Cuando Hércules era un joven de delicado rostro que tenía la vida por delante, salió una mañana para cumplir con un encargo de su padrastro. Pero su corazón estaba lleno de amargos pensamientos, y renegaba porque otros, que no eran mejores que él, llevaban una vida cómoda y placentera, mientras que su vida estaba cargada de trabajo y dolor.

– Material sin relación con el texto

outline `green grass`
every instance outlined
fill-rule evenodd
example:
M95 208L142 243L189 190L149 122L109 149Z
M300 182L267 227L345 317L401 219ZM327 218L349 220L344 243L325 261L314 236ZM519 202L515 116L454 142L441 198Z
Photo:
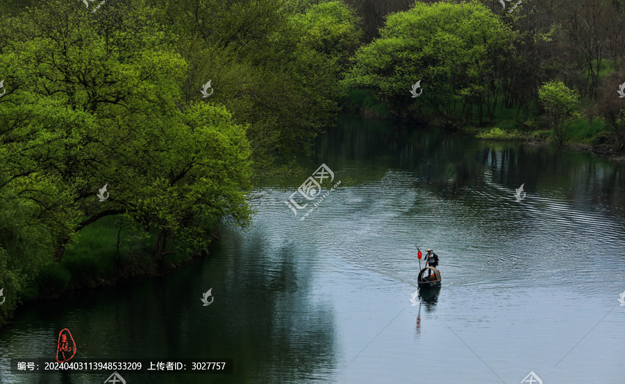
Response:
M341 98L340 103L363 114L374 114L383 119L392 116L386 102L378 100L373 89L350 88L347 90L347 95Z
M522 134L516 130L503 130L495 127L489 131L483 131L475 137L484 140L516 140L524 139L527 137L527 134Z
M126 222L128 222L126 219ZM119 271L150 273L160 265L152 255L152 244L156 235L153 229L147 236L136 234L127 225L122 226L119 236L119 256L117 272L117 233L119 216L108 216L83 228L76 244L68 247L60 267L67 270L72 280L81 286L92 286L102 279L112 279ZM190 259L188 252L179 244L168 239L165 252L176 252L162 257L162 264L181 263Z

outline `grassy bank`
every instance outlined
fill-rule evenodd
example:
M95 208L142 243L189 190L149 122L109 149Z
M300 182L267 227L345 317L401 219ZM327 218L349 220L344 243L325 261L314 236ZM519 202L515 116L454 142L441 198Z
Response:
M349 89L342 102L344 110L367 117L397 119L397 115L390 112L386 102L377 98L372 89ZM529 108L530 113L526 116L523 112L519 113L517 108L506 108L500 103L494 107L492 118L483 121L481 126L475 108L464 114L458 108L456 113L452 114L450 120L462 121L460 130L483 140L520 140L533 144L557 144L558 141L547 116L535 112L540 110L538 100L530 104L533 107ZM424 101L416 99L408 110L411 112L410 119L435 126L444 125L440 119L433 117L434 112ZM577 119L567 123L565 129L564 146L606 153L621 149L616 143L611 128L600 118L584 116Z
M182 245L169 241L162 259L156 260L152 252L156 236L156 230L144 234L124 225L119 215L103 218L81 231L60 263L40 270L22 292L22 300L53 298L68 290L112 285L133 276L160 274L192 259Z

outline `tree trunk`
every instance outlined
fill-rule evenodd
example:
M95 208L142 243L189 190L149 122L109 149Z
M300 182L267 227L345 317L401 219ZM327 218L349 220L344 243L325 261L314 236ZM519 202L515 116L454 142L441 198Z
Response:
M165 232L163 229L158 229L158 234L156 235L156 240L154 241L154 245L152 247L152 251L154 253L154 258L157 261L160 261L162 257L162 252L165 251Z

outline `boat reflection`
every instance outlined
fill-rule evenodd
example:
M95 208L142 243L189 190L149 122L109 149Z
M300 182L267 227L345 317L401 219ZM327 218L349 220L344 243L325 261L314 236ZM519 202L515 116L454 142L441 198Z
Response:
M438 300L440 287L419 288L419 314L417 315L417 337L421 334L421 306L425 304L426 311L431 312Z

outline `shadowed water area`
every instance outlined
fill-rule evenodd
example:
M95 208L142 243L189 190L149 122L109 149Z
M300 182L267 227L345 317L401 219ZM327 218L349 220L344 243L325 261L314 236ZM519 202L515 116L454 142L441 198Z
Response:
M349 116L317 154L255 191L250 230L226 227L208 259L19 308L0 382L102 383L8 372L53 358L63 328L76 358L234 359L233 374L128 384L624 382L622 164ZM322 163L341 184L301 220L284 202ZM442 286L412 305L415 244Z

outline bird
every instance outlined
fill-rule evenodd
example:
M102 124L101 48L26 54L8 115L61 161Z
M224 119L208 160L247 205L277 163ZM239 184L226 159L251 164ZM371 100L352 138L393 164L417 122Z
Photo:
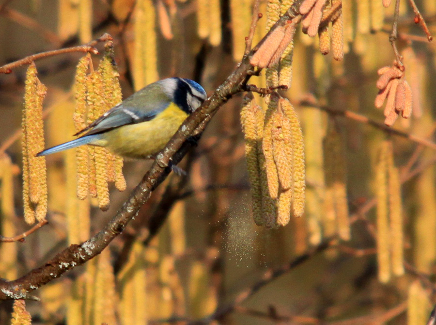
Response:
M204 89L193 80L178 77L160 80L135 93L74 134L80 137L36 156L89 145L106 147L125 158L153 158L206 98Z

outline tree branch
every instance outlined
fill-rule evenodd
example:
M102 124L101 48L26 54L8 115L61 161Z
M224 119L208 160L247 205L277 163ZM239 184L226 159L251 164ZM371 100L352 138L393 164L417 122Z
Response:
M260 41L259 45L269 37L276 28L284 26L286 21L299 15L298 8L300 2L300 0L296 1ZM218 109L233 96L243 91L243 83L249 79L249 73L254 70L249 63L249 58L253 53L251 51L245 56L236 70L201 107L186 119L170 142L157 155L150 170L144 176L129 198L103 229L80 244L70 245L44 265L31 270L21 277L0 283L0 300L20 299L26 296L28 292L100 254L123 231L150 197L153 190L166 178L171 171L171 168L168 167L170 162L177 164L186 154L192 146L192 142L187 141L187 139L193 135L201 134Z
M98 54L98 51L97 50L97 49L95 49L94 46L101 42L106 42L107 41L111 40L112 36L106 33L99 38L97 38L93 41L91 41L88 44L84 44L84 45L54 49L52 51L47 51L47 52L42 52L36 54L33 54L32 55L29 55L21 60L14 61L14 62L11 62L11 63L8 63L7 65L0 66L0 73L10 73L12 72L12 69L21 66L23 65L30 64L33 61L39 60L40 59L47 58L49 56L54 56L55 55L59 55L59 54L63 54L66 53L73 53L74 52L84 52L87 53L89 52L94 54Z
M27 237L32 232L36 231L41 227L45 226L48 223L48 221L46 220L44 220L42 221L40 221L27 231L23 232L21 235L18 235L18 236L16 236L14 237L5 237L2 236L0 236L0 243L14 243L14 242L24 242L25 240L25 239L26 238L26 237Z

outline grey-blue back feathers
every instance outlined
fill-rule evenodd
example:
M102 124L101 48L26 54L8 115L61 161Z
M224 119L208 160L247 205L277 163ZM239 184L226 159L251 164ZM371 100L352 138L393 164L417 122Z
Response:
M189 79L163 79L139 90L105 113L75 135L78 139L45 150L43 156L91 143L97 136L123 125L152 120L171 103L190 114L206 99L206 92L200 84Z

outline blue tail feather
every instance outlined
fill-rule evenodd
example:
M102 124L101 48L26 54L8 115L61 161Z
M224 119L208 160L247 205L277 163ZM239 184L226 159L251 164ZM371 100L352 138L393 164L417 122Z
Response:
M63 150L66 150L67 149L75 148L76 147L79 146L82 146L83 145L88 145L92 142L93 141L96 140L97 138L98 137L98 134L85 135L84 137L78 138L78 139L69 141L68 142L65 142L65 143L63 143L61 145L55 146L52 147L51 148L46 149L46 150L43 150L41 152L38 152L38 153L37 153L36 156L37 157L40 157L41 156L47 156L47 155L50 155L52 153L63 151Z

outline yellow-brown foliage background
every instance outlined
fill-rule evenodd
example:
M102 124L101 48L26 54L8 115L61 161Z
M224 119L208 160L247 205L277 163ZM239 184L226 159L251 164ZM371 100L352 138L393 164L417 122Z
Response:
M345 18L345 40L349 42L345 44L343 62L334 61L331 55L323 56L317 41L297 32L292 84L284 93L291 101L298 102L310 93L330 108L383 122L382 114L374 105L375 83L377 69L390 65L394 58L388 40L393 4L386 10L383 30L371 33L371 21L365 16L364 5L376 1L381 3L381 0L351 1L361 7L354 8L358 10L351 21ZM218 2L222 12L218 16ZM86 43L107 32L114 37L124 98L145 84L172 76L197 79L210 93L241 58L251 18L251 1L197 0L197 5L195 2L141 0L137 1L131 17L133 0L5 1L0 4L0 64L36 52ZM167 18L172 22L169 33L165 17L158 14L158 6L164 3ZM206 7L215 6L215 10L205 9L202 6L205 3ZM417 4L428 18L431 30L436 33L434 0ZM152 6L156 10L154 16ZM265 8L261 5L264 13ZM415 41L407 37L408 34L422 36L423 33L413 24L413 12L406 1L401 1L400 8L399 32L406 40L399 41L398 45L400 50L406 49L406 78L414 90L417 106L410 122L399 120L394 127L424 138L434 128L435 47L426 43L425 37ZM384 10L381 6L377 9ZM219 19L222 19L220 31ZM265 23L266 18L261 20L256 41L265 34ZM350 24L354 25L354 30L350 30ZM208 29L210 26L213 29ZM145 46L139 47L140 42ZM99 49L103 52L102 47ZM96 66L99 58L93 57ZM52 110L45 121L46 146L70 140L74 133L71 87L79 57L79 54L62 55L36 62L39 78L48 88L45 107ZM25 69L21 68L10 75L0 75L1 144L19 128L25 74ZM261 85L264 81L259 79L257 82ZM261 104L262 99L257 99ZM182 165L189 170L189 181L180 191L180 197L171 202L168 219L158 236L148 245L142 244L146 234L141 231L141 221L143 216L156 213L165 184L109 249L37 292L41 301L27 304L35 323L140 324L146 320L173 316L202 318L256 283L268 268L285 264L318 244L323 236L336 232L331 222L335 208L328 201L327 179L325 187L325 176L331 171L323 168L323 164L328 165L326 155L330 153L324 152L323 157L322 143L329 119L318 108L301 105L296 109L306 146L306 213L279 229L254 225L239 119L241 99L237 97L220 110L199 146ZM288 317L285 319L297 316L296 322L306 324L316 324L318 320L338 324L334 322L351 321L358 317L364 317L359 324L392 318L392 323L406 324L406 309L414 310L417 306L421 309L409 314L409 324L422 324L418 323L421 321L419 320L420 313L424 313L424 319L427 317L428 300L434 303L432 290L435 287L423 281L423 290L417 282L417 272L430 279L436 272L434 149L418 149L419 145L410 139L387 135L367 122L336 117L333 123L343 141L343 147L338 150L343 153L342 157L336 156L343 161L336 162L347 169L347 177L342 179L347 181L346 200L353 218L351 241L310 259L272 281L243 304L248 309L234 311L221 321L270 323L273 317L268 313L268 308L279 316ZM362 212L362 207L371 202L380 185L376 181L376 165L382 142L387 138L392 142L394 163L400 167L401 177L411 170L418 172L402 189L408 265L405 275L382 284L377 276L376 245L371 233L374 229L367 227L368 222L376 224L375 209L364 211L361 220L353 213ZM413 162L410 158L417 150L417 159ZM5 189L0 198L1 227L2 235L11 236L27 229L22 217L19 141L7 148L6 152L10 161L2 158L0 171L2 188ZM70 224L65 219L69 185L64 173L68 163L61 155L47 158L47 218L50 224L25 243L0 244L0 276L15 279L44 263L70 242ZM108 211L91 208L90 230L86 224L81 225L82 232L78 235L80 240L88 238L90 231L94 233L101 228L149 165L146 162L125 163L127 190L121 193L112 191ZM87 213L87 204L80 204L77 213ZM405 303L408 296L408 308ZM9 324L10 304L2 302L0 308L0 324ZM386 312L389 310L394 311ZM253 310L261 314L256 315Z

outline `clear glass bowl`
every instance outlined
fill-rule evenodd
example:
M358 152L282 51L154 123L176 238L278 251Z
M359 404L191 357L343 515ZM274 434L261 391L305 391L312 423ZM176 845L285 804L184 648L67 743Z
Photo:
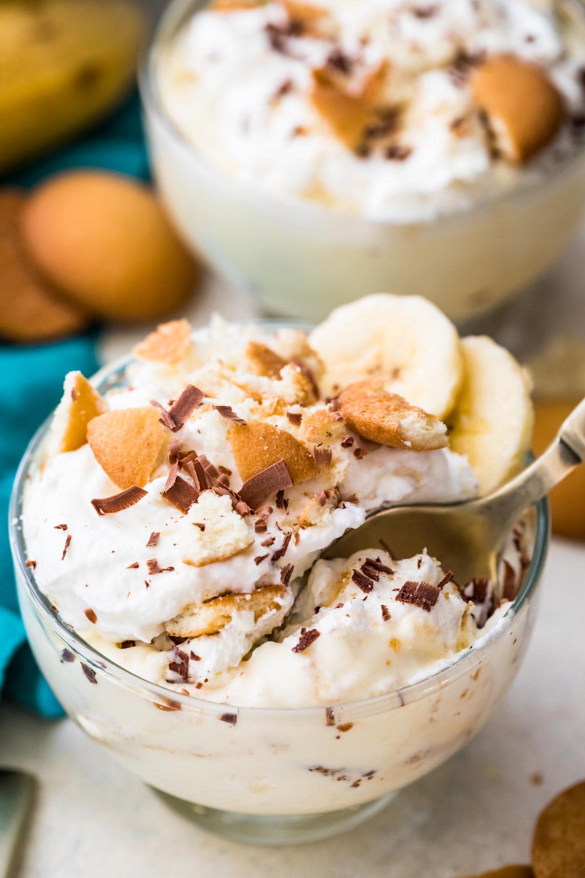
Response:
M102 392L123 386L129 362L102 370L95 385ZM510 685L536 616L549 539L545 500L536 508L534 552L516 601L446 670L388 695L328 708L225 708L125 670L85 643L40 592L25 566L20 520L47 428L24 457L10 515L32 651L75 723L201 826L266 845L341 832L462 747Z
M460 324L526 286L559 255L585 205L582 148L538 183L406 224L279 200L213 167L179 131L157 89L161 52L205 5L170 4L141 71L153 167L185 240L270 312L319 320L358 296L417 293ZM557 5L585 41L581 7Z

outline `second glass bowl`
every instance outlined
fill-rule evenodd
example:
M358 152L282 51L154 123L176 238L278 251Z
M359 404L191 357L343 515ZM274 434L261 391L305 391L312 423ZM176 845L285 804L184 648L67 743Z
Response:
M160 98L161 54L205 0L175 0L140 78L153 166L188 243L276 314L319 320L372 292L417 293L460 324L513 295L561 252L585 205L585 151L534 184L428 222L400 224L271 198L224 174ZM568 0L558 4L562 11ZM572 9L573 27L585 15Z

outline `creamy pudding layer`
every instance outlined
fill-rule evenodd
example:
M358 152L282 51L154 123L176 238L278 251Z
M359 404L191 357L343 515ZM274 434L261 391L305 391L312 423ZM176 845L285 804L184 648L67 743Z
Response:
M373 306L386 335L372 327L367 363L341 357L340 383L340 327L363 335ZM476 496L517 467L526 382L494 342L460 340L423 299L381 296L310 340L219 320L191 336L175 321L135 354L127 386L103 397L68 376L23 516L40 587L103 654L213 701L331 704L434 673L505 612L517 534L496 588L380 546L302 579L369 511Z
M549 3L218 0L163 50L158 87L223 172L408 222L538 178L574 151L583 57Z

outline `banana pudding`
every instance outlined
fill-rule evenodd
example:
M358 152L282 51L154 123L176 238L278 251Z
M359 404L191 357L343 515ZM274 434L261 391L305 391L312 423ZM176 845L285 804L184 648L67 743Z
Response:
M485 723L527 643L546 522L514 529L496 582L423 545L395 558L391 533L320 556L381 507L496 487L531 425L510 355L417 297L308 335L163 325L98 383L70 373L23 464L35 655L82 728L203 824L339 831Z
M309 337L219 319L192 336L179 320L135 355L128 386L105 396L67 377L24 516L41 587L100 651L199 697L309 706L408 685L479 636L467 583L449 584L456 572L424 553L395 564L373 547L357 566L317 562L302 582L369 512L474 497L522 465L531 409L506 351L460 340L423 299L378 295ZM323 585L332 571L337 590ZM400 589L418 581L434 602L398 606ZM490 590L492 610L501 597ZM376 602L391 608L391 624ZM404 614L412 679L386 664ZM316 639L322 623L334 638L293 642L298 630ZM385 656L363 663L359 689L319 673L292 694L295 667L330 650L335 666L355 630L372 641L377 631ZM247 693L257 668L290 680L290 697L280 684L260 696L256 681Z
M161 191L271 312L382 289L461 321L581 215L584 35L569 0L175 0L142 82Z

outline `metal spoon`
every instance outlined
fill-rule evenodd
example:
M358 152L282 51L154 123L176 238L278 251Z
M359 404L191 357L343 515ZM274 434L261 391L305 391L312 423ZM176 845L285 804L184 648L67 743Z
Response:
M497 580L497 560L522 514L585 459L585 399L567 418L554 442L518 476L494 493L463 503L382 509L333 543L323 558L348 558L384 541L397 558L426 547L460 583ZM582 498L575 498L575 502Z

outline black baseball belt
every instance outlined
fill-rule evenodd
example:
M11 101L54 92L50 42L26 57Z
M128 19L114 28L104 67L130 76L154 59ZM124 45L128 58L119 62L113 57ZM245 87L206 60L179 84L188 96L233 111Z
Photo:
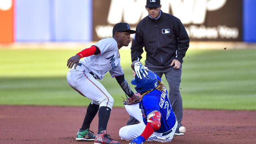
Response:
M77 65L78 66L82 66L82 63L79 63ZM95 76L93 72L90 72L89 73L93 76Z

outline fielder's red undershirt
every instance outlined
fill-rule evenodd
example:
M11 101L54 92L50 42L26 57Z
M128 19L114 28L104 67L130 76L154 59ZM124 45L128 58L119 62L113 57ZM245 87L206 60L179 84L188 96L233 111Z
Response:
M86 48L81 52L78 53L78 54L80 56L80 58L84 58L94 54L96 52L96 48L94 46L91 46L90 48Z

Mientras pensaba en esto, llegó a un lugar donde cruzaban dos caminos, y se detuvo sin saber cuál tomar. El camino de la derecha era accidentado y tosco. No tenía belleza, pero Hércules vio que conducía directamente hacia las azules montañas de la lejanía. El camino de la izquierda era ancho y despejado; a ambos lados tenía árboles donde cantaba un coro de aves, y serpeaba entre verdes vegas donde florecían las más bellas flores. Pero terminaba en la niebla y la bruma, sin llegar a las maravillosas y azules montañas.
Dos mujeres salieron de ambos caminos.
Hércules vio que la dama del camino ancho era tan bella como la otra, pero tenía un semblante puro y gentil.
-¿Cómo te llamas? -preguntó.
-Algunos me llaman Trabajo -respondió ella-, pero otros me llaman Virtud.
Hércules se volvió hacia la primera dama, la del camino florido.
-¿Y cuál es tu nombre? -preguntó.
-Algunos me llaman Placer -dijo ella, con una sonrisa seductora-, pero prefiero hacerme llamar Dicha y Alegría.
-Virtud -dijo Hércules-, te escojo como guía. Mío será el camino del trabajo y del esfuerzo, y mi corazón ya no albergará amargura ni descontento y se fue con ella hacia las bellas montañas azules.